Le 8 octobre 2021, 136 des 140 juridictions membres du Cadre inclusif OCDE/G20 sur le BEPS ont accepté une Déclaration sur une solution reposant sur deux piliers pour résoudre les défis fiscaux soulevés par la numérisation de l’économie. Cette Déclaration, qui reprend les principales composantes de chaque Pilier, inclut un programme de travail et un calendrier de mise en œuvre dont la « nature ambitieuse » est reconnue par les membres. L’objectif est que ces règles entrent en vigueur en 2023.

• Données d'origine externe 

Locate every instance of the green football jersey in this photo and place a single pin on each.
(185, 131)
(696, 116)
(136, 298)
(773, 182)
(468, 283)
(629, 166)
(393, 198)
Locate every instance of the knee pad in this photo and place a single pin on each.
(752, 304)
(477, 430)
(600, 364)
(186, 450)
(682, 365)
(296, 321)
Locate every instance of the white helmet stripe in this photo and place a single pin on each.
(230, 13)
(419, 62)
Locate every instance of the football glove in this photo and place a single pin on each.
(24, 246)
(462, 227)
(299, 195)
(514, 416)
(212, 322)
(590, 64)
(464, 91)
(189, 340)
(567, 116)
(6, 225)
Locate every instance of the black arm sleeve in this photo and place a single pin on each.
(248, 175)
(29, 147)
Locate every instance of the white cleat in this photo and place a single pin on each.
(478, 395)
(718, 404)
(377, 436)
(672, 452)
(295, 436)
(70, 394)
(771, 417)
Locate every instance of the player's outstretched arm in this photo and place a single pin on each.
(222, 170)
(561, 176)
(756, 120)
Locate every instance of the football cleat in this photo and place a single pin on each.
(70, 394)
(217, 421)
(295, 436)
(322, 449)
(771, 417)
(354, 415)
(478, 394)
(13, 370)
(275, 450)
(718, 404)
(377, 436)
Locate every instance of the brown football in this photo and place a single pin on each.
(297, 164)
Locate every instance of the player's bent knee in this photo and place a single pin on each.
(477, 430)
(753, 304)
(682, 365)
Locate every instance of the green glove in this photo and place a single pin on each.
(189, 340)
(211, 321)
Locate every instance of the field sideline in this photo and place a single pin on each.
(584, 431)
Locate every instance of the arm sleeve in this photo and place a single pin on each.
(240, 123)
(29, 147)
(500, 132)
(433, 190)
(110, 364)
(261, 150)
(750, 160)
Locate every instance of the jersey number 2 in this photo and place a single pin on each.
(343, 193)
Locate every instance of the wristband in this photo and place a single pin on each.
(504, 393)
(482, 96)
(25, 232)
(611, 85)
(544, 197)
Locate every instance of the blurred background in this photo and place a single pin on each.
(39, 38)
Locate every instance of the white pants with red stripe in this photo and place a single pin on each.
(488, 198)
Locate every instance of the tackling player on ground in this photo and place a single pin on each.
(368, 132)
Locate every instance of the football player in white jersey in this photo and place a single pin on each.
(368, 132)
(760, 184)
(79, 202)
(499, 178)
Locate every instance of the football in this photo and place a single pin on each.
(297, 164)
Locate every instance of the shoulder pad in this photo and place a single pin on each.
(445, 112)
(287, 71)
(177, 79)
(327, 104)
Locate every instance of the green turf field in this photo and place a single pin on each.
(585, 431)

Les deux piliers de la solution sont d’une part le Pilier 1, dont l’objet est de permettre l’imposition des plus grandes entreprises multinationales dans les pays sur les marchés desquels elles opèrent, et d’autre part le Pilier 2, lequel se compose de deux éléments : les règles GloBE (règles globales de lutte contre l’érosion de la base d’imposition) et la règle d’assujettissement à l’impôt (RAI).

Depuis, peu d’avancées ont été communiquées par l’OCDE s’agissant du Pilier 1, mais une première étape, sur laquelle nous nous concentrerons, a été franchie sur le Pilier 2 avec la publication, le 20 décembre 2021, du Modèle de règles GloBE par l’OCDE. Ce Modèle de règles devait être accompagné lors de sa publication de commentaires, mais l’OCDE tarde à les publier. Une lecture attentive de ceux-ci permettra probablement de mieux cerner (si ce n’est dévoiler) certains aspects du Modèle. Le 22 décembre 2021, la Commission européenne a publié une proposition de directive relative à la mise en place d’un niveau d’imposition minimum mondial pour les groupes multinationaux dans l’Union européenne.

Une seconde étape consistera en la publication d’un modèle de disposition conventionnelle permettant l’application de la règle d’assujettissement à l’impôt, laquelle accorderait un droit d’imposition limité sur certains paiements entre parties liées (intérêts, redevances et autres paiements dont la liste n’est pas fournie mais qui devrait probablement être proche de celle du Blueprint de 2020), imposés entre les mains du bénéficiaire à des taux nominaux d’impôt sur les sociétés (le Blueprint prenait en compte des taux nominaux « ajustés ») inférieurs au taux minimum de la RAI qui est fixé à 9 %.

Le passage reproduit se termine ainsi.